El silencio de las termitas

El estreno en el Filarmónica del ciclo "La Escena Contemporánea"

Titzina abrió en el Filarmónica el ciclo "La Escena Contemporánea" y lo hizo e con la conmovedora "Distancia siete minutos", que lleva desde 2013 cosechando éxitos por toda España. El sello de la compañía es inconfundible. Su depurada técnica de creación, al igual que el buen vino, requiere maduración y tiempo. La documentación, el trabajo de campo y las pertinentes improvisaciones en la sala de ensayos suponen una larga gestación. No es de extrañar que en sus quince años de vida sólo haya producido cuatro espectáculos. Así el espectador saborea el resultado y lo agradece.

Una música emotiva y una grabación de la NASA nos informan de la misión espacial "Curiosity", que incluye un robot para explorar Marte. Al mismo tiempo, el 15 de abril de 2004, ocho millones de personas se quitaban la vida, incluida la madre del protagonista, un juez de 40 años afectado por una plaga de termitas, que debe abandonar su casa por unos días y se refugia en el hogar paterno. En la pieza hay dos viajes, uno exterior, de estratosfera, y otro interior, de un ser que busca la felicidad y no la encuentra. El gusto de Titzina por los nombres parlantes no pasa desapercibido, desde el propio nombre de la compañía, adaptación del término "silencio" en croata, hasta el robot Curiosity o el susodicho juez, que irónicamente se llama Félix y dista mucho de ser feliz. La madre muerta, Pilar, es la base de las difíciles relaciones padre-hijo.

Dos mesas practicables, un sofá y un eficaz juego de fundidos les son más que suficientes para crear los distintos ambientes.
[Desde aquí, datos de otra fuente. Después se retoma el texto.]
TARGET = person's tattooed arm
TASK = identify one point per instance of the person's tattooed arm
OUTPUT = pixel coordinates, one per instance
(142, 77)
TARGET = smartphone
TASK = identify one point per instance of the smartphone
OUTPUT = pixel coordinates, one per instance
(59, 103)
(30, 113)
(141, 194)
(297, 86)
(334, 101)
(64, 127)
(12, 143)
La dramaturgia configura una rápida sucesión de escenas en dos planos: la casa y el juzgado. La acertada interpretación de Diego Lorca, en el papel del juez abrumado por el sinsentido de las pequeñas causas cotidianas, tiene su contrapunto en la versatilidad apabullante de Pako Merino, que se transforma en un sinfín de personajes distintos, sin ninguna caracterización externa, con un mero cambio de postura corporal o registro de voz. Aquí es donde el espectáculo consigue sus momentos más cómicos, con el borracho faltón amnésico, la maruja rencorosa, el fartón moroso, el ladrón de carros de supermercado a rebosar o el divorciado irreductible, que trabajados desde la más absoluta verdad alcanzan altas cotas de absurdo.

El eje de la historia son los problemas de relación paternofilial. Reproches, soledad e incomunicación que sobrepasan el conflicto generacional. Otro de los grandes personajes de Merino es el padre de Félix, hombre huraño, y de pocas palabras (hilarante la disertación sobre las variedades de manzana evitando hablar de la madre), que en su afán controlador y posesivo pierde a los seres que más quiere.

El tono general de la pieza es melancólico, en grises, pero al final se deja una puerta abierta a la esperanza. Algo tiene de extrañamiento esta naturalidad delirante y surrealista en los personajes y situaciones, que lo hermana al teatro de Sanzol. Los aplausos sinceros y emocionados suponen un buen arranque para este ciclo de teatro contemporáneo que merece la pena seguir. Con espectáculos así el éxito viene garantizado.